Show $\forall x>0:\ln(1+x) > x - \frac{x^2}{2} + \frac{x^3}{3} - \frac{x^4}{4}$

Question

I'm reading a proof which aim to show that: $$\forall x>0:\ln(1+x) > x - \frac{x^2}{2} + \frac{x^3}{3} - \frac{x^4}{4}$$

the Taylor expansion of $\ln(1+x)$ is (not by chance):
$$x - \frac{x^2}{2} + \frac{x^3}{3} - \frac{x^4}{4} + \frac{x^5}{5}...$$

Now, the proof claims that the remainder, starting from $\frac{x^5}{5}$ is positive.
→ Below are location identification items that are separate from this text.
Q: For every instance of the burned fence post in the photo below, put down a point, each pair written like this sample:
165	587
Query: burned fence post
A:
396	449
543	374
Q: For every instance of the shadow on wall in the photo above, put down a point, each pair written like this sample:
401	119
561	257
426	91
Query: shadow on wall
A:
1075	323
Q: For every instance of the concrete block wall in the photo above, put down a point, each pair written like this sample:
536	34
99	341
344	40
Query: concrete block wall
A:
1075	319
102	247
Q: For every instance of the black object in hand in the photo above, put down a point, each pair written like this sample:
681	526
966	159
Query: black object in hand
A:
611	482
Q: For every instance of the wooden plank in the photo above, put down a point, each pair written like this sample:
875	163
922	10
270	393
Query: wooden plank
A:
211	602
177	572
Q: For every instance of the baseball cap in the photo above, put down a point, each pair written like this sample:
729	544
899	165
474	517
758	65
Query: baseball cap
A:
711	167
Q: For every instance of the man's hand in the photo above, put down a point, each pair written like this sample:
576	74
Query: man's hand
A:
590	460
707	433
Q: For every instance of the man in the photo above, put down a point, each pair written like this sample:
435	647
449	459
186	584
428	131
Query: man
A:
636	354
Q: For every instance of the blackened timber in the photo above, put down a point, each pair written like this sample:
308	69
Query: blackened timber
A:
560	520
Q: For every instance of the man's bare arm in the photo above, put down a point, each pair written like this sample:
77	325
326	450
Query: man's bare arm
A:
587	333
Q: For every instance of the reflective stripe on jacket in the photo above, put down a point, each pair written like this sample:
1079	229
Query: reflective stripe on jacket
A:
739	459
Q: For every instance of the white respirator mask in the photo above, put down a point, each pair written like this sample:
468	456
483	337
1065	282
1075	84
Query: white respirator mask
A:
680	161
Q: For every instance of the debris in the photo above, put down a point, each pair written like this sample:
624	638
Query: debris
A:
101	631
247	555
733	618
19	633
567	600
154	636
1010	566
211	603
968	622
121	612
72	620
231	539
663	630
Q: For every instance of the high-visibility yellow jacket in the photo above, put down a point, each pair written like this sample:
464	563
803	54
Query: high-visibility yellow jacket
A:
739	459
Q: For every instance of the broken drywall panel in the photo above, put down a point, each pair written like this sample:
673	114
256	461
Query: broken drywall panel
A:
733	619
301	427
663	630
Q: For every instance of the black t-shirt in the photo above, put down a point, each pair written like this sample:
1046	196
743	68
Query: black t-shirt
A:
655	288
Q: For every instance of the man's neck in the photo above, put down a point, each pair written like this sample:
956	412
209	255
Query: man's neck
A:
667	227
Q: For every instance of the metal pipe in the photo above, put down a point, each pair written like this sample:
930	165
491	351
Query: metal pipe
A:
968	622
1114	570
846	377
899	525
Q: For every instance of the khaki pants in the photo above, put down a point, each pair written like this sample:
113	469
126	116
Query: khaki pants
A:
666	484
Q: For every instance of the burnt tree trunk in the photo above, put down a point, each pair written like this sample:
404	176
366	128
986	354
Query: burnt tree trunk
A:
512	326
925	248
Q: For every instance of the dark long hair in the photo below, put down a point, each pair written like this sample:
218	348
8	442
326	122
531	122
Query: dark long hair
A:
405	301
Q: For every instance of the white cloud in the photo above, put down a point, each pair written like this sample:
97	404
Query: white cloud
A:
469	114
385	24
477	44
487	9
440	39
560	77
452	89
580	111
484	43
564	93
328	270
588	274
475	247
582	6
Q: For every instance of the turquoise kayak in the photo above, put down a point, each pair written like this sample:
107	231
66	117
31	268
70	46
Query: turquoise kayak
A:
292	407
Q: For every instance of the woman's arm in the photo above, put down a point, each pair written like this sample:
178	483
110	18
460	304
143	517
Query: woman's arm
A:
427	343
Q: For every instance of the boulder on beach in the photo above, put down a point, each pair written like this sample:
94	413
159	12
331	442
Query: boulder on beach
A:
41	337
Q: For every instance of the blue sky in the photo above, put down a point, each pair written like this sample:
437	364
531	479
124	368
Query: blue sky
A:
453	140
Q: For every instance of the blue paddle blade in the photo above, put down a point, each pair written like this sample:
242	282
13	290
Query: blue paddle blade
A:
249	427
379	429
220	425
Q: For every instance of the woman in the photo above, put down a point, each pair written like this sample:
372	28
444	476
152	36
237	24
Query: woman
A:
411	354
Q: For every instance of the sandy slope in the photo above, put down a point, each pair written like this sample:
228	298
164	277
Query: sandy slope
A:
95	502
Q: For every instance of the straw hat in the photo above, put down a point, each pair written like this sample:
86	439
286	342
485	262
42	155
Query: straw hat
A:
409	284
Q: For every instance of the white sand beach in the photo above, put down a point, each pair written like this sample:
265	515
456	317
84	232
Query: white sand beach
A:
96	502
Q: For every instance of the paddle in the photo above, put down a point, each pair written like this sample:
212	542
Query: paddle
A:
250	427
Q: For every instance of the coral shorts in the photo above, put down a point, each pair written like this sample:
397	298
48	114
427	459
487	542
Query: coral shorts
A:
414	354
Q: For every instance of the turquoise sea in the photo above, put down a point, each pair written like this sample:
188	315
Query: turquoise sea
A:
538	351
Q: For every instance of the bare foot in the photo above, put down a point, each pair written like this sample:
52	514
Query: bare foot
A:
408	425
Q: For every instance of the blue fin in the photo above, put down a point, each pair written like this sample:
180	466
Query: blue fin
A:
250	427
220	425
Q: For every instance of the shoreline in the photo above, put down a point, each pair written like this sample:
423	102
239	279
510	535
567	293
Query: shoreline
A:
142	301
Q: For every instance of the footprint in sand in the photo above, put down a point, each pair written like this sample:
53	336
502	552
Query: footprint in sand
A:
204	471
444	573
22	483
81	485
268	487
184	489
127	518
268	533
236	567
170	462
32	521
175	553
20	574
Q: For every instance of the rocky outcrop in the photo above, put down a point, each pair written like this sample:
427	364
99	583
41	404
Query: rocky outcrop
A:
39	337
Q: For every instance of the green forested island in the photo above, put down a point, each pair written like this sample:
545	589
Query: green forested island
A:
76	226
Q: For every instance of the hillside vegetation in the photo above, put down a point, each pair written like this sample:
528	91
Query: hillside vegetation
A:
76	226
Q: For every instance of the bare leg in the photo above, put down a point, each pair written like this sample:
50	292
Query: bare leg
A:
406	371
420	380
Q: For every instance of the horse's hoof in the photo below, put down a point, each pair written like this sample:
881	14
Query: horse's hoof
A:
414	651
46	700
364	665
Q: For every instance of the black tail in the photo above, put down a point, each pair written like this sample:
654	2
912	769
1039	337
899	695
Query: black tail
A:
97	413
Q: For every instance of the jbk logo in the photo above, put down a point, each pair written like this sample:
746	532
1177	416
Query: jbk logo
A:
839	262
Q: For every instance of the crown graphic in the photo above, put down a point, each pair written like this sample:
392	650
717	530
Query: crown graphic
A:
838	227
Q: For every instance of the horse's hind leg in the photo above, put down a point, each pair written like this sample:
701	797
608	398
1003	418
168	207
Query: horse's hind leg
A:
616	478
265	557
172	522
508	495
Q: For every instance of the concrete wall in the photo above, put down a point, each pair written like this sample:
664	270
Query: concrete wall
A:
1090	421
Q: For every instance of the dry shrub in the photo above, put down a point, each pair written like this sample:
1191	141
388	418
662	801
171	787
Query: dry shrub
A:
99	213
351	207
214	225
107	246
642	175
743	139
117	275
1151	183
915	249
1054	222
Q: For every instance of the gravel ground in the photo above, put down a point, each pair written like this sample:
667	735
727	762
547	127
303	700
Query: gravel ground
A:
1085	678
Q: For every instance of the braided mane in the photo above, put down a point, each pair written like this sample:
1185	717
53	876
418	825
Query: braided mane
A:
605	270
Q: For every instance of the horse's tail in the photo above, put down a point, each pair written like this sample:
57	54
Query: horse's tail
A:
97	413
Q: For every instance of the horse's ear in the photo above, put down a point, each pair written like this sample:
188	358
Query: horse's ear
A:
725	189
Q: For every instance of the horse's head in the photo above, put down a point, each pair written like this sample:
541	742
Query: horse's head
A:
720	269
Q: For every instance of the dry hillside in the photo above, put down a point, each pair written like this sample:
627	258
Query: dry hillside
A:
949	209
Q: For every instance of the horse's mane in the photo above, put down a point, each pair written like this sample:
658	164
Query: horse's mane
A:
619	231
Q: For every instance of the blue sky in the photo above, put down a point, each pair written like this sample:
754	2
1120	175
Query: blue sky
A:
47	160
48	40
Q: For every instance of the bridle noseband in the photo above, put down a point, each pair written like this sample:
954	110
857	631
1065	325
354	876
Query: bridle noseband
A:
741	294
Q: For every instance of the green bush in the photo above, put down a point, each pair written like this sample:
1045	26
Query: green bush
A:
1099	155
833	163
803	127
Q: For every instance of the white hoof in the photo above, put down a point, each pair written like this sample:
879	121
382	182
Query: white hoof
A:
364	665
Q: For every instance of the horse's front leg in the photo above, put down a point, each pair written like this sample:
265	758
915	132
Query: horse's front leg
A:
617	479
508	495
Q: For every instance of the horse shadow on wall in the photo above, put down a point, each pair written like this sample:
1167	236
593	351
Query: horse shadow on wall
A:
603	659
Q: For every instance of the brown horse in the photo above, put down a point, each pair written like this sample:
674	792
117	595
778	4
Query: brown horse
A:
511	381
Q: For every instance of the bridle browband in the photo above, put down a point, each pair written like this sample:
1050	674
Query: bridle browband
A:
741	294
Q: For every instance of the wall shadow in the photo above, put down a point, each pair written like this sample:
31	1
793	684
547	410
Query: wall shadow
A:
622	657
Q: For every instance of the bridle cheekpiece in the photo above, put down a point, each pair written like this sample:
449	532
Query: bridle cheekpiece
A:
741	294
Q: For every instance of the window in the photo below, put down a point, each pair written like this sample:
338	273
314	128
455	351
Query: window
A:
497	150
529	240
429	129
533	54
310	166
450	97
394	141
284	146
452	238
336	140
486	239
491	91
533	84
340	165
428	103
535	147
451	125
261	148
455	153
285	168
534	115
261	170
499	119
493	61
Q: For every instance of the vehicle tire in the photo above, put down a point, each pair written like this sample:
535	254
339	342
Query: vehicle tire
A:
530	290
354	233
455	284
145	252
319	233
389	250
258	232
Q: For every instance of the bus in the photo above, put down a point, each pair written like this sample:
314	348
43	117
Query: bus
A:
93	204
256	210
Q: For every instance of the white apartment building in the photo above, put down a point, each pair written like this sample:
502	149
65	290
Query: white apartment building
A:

But, calculating the remainder using the Lagrange's form gives:
$$\frac{\ln(1+x)^{(6)}(z)}{6!}x^6 < 0$$

Because $$\ln(1+x)^{(6)} = -\frac{120}{(x+1)^6} < 0$$

Where is the mistake?

Answer 1

You can use MVT to do. In fact, let $$ f(x)=\ln(1+x)-(x-\frac{x^2}{2}+\frac{x^3}{3}-\frac{x^4}{4}). $$ Then, by MVT, there is $c\in(0,x)$ such that $$ f(x)-f(0)=f'(c)x=\frac{c^5}{1+c}x>0 $$ So $f(x)>f(0)$ for $x>0$ or $$\ln(1+x)>x-\frac{x^2}{2}+\frac{x^3}{3}-\frac{x^4}{4}. $$

Answer 2

There exists $c\in ]0,x[$ such that $\ln(1+x)=\ln(1+0)+\ldots+-\frac{x^4}{4}+\ln(1+c)^{(5)}\frac{x^5}{5!}$

Answer 3

A much simpler proof is as follows. Let $t > 0$ and then we have $1 - t^{4} < 1$ so that on division by $(1 + t)$ we get $$(1 - t)(1 + t^{2})< \frac{1}{1 + t}$$ or $$1 - t + t^{2} - t^{3} < \frac{1}{1 + t}$$ If $x > 0$ then we can integrate the above inequality to get $$\int_{0}^{x} \left(1 - t + t^{2} - t^{3}\right)\,dt < \int_{0}^{x}\frac{dt}{1 + t}$$ and we get $$x - \frac{x^{2}}{2} + \frac{x^{3}}{3} - \frac{x^{4}}{4} < \log(1 + x)$$ for $x > 0$.